2013 Yılı Verilerine Göre Dünya Üzerindeki Göçmen İşçi Sayılarının Cinsiyete Göre Dağılımı (%)[26]

Daha önce de ifade edildiği gibi insan ticareti yalnızca emeğin sömürüsü anlamına gelmemekte, kadınların ve çocukların cinsel sömürülerini de içermektedir. Birleşmiş Milletler’in (BM) Uyuşturucu ve Suçla Mücadele Organı (UNODC), 2008’deki insan ticaretiyle ilgili küresel raporunda, dünyada her yıl milyonlarca kişinin insan ticareti kurbanı olduğunu belirtmektedir. Bu ticaretin yaklaşık %79’u cinsel amaçlı insan ticaretidir.[27] Tarihte, kadın bedeninin cinsel sömürü aracı olarak kullanımıyla alakalı olan bu durum çok eskiye dayanmaktadır. Örneğin Eski Yunan’da kadın, erkekten daha az değerli olan bir varlık hükmündedir ve o dönemde fuhuş mesleğini icra eden kadınlar Aristoteles’in kölelerin efendileri için yararlı bir araç olduğu değerlendirmesinde olduğu gibi, erkeklerin cinsel gereksinimlerini karşılayan araçlar olarak görülmüşlerdir. Kadının ve çocukların cinsel sömürü aracı olarak kullanıldıkları bu rol, zamanla birtakım değişiklikler göstermiştir. Günümüzde her yaştan ve milletten kadın ve çocuk, ne yazık ki cinsel sömürü tehdidi ile karşı karşıya kalabilmektedir.

Küresel Zoraki İş Gücünde Göçmen ve Göçmen Olmayanların Cinsiyetlerine Göre Katılım Oranı (%)[28]

Bireyin cinselliğinin ekonomik değişim değerine dönüştürülmesi süreci olan bu durumun en temel sebebi küreselleşme dalgası ile mekanizmaları sarsılan dünya toplumlarının içerisinde bulundukları yoksulluk veya savaş koşullarıdır. Nesneleştirilen ve bir pazar olgusu haline getirilen kadın ve çocuklar ile bunu satın alan kişiler arasında bir patron-işçi yahut köle-efendi ilişkisi oluşmaktadır.

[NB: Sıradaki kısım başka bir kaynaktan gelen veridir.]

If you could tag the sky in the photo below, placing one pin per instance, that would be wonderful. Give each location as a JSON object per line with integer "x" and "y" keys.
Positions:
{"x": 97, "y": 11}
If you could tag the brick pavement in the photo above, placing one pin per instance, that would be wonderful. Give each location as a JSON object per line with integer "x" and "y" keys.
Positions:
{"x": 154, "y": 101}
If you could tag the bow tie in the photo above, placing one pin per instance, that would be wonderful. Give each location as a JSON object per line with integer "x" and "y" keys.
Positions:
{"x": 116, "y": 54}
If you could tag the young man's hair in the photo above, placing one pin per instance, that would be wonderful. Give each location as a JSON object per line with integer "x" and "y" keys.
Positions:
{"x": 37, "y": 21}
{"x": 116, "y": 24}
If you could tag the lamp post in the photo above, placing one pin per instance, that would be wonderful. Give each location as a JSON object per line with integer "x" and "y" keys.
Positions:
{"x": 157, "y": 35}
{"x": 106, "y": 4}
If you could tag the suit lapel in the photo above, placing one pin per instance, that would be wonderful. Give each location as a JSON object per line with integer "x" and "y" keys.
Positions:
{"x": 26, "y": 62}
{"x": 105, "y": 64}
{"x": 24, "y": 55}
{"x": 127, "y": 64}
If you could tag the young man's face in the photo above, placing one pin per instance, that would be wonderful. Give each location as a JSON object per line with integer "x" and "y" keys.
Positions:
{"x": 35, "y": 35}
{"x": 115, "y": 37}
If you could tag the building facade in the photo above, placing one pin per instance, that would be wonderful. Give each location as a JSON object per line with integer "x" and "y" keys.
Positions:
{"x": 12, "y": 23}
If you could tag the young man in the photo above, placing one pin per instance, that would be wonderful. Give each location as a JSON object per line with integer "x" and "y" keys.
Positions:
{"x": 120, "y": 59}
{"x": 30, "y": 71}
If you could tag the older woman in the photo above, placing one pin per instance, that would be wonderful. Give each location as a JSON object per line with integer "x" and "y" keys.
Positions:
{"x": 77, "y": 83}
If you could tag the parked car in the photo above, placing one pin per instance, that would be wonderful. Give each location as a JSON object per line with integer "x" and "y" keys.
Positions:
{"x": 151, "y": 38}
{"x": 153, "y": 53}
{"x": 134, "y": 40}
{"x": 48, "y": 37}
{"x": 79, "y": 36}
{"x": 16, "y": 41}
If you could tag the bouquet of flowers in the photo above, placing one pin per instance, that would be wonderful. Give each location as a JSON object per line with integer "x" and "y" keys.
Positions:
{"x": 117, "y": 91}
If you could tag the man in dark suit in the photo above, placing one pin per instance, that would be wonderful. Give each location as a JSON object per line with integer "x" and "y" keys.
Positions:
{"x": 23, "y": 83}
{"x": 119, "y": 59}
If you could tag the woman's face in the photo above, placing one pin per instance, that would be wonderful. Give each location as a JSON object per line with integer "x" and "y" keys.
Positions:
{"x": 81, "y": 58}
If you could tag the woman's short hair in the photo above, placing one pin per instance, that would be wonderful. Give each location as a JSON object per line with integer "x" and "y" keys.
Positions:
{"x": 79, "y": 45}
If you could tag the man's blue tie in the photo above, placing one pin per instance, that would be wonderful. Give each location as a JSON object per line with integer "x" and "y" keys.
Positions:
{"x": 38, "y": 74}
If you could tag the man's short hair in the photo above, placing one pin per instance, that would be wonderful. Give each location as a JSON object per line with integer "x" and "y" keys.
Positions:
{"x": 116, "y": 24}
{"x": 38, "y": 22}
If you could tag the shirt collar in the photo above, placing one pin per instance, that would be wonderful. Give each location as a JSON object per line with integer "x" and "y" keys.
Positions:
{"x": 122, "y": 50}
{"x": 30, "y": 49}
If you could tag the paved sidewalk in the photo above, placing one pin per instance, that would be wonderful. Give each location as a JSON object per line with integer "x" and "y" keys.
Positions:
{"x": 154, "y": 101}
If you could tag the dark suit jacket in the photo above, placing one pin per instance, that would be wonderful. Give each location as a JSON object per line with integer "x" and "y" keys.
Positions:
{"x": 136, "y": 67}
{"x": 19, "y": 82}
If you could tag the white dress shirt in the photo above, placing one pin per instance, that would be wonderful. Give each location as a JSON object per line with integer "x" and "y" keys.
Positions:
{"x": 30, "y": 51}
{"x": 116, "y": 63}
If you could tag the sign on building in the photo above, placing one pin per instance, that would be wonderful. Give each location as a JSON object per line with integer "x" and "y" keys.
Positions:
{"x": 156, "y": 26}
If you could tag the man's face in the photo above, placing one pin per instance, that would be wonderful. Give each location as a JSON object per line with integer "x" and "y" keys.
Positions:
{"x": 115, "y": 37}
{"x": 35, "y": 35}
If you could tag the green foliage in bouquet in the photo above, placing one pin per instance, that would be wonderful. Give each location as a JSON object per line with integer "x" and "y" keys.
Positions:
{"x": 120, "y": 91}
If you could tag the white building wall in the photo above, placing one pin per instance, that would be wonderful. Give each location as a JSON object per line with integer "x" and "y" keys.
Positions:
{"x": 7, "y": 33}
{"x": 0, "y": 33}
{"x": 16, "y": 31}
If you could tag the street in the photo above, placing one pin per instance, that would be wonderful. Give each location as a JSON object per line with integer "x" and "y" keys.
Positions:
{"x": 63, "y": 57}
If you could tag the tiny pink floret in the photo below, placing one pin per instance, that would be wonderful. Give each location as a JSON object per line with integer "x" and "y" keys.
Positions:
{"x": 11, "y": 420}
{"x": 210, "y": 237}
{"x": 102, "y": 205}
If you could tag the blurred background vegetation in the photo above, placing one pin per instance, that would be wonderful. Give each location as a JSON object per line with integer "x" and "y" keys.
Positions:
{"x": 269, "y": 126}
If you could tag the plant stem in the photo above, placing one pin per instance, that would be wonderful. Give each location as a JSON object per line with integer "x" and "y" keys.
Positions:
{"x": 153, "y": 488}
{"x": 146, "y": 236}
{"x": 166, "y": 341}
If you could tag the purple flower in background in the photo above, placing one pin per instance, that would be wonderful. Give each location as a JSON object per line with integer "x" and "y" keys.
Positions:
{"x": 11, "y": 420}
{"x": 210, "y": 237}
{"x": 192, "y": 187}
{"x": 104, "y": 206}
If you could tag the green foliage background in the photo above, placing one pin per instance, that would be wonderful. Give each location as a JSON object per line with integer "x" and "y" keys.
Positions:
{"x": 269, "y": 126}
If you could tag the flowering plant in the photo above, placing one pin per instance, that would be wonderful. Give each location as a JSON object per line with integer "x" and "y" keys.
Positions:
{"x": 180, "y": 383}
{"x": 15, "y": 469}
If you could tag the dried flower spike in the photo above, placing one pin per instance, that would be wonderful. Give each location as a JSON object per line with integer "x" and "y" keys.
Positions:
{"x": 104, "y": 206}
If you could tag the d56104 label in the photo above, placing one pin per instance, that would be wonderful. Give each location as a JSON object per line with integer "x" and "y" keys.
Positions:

Mevzubahis uygulamaya maruz kalan kadın ve çocuklar kendi bedenleri üzerinde hiçbir hakka sahip olmadıkları gibi kendi yaşam standartlarını seçme ve denetleme gücüne de sahip değillerdir. Bedeni metalaştırılan bu kimselerin konu oldukları cinsel alış-veriş, toplumun dinamiklerini örseleyen birçok istenmeyen sonucu da beraberinde getirmektedir. Psikolojik ve sosyal çöküşün yanı sıra halk sağlığı sorunu bu konuda yaşanan en önemli sorunlardandır. On yıl öncesinde Doğu Avrupa ve Orta Asya’daki ülkelerde HIV virüsüne neredeyse hiç rastlanmazken, 2005 yılında 1,4 milyon kişinin HIV ile yaşamakta olduğu bildirilmiştir. Son yıllarda yapılan araştırmalar cinsel sömürü aracı olarak kullanılanlar arasındaki enfeksiyon hızlarının Ukrayna’da %40, Rusya’da %48, Kazakistan’da %12, Tacikistan’da %14’lere kadar yükseldiğini göstermektedir. Bu ülkelerde yaşayan fuhuş işçileri arasında Türkiye’ye gelen[29] ve fuhuş işçiliği yapan/yapmış olanlar da bulunmaktadır.[30]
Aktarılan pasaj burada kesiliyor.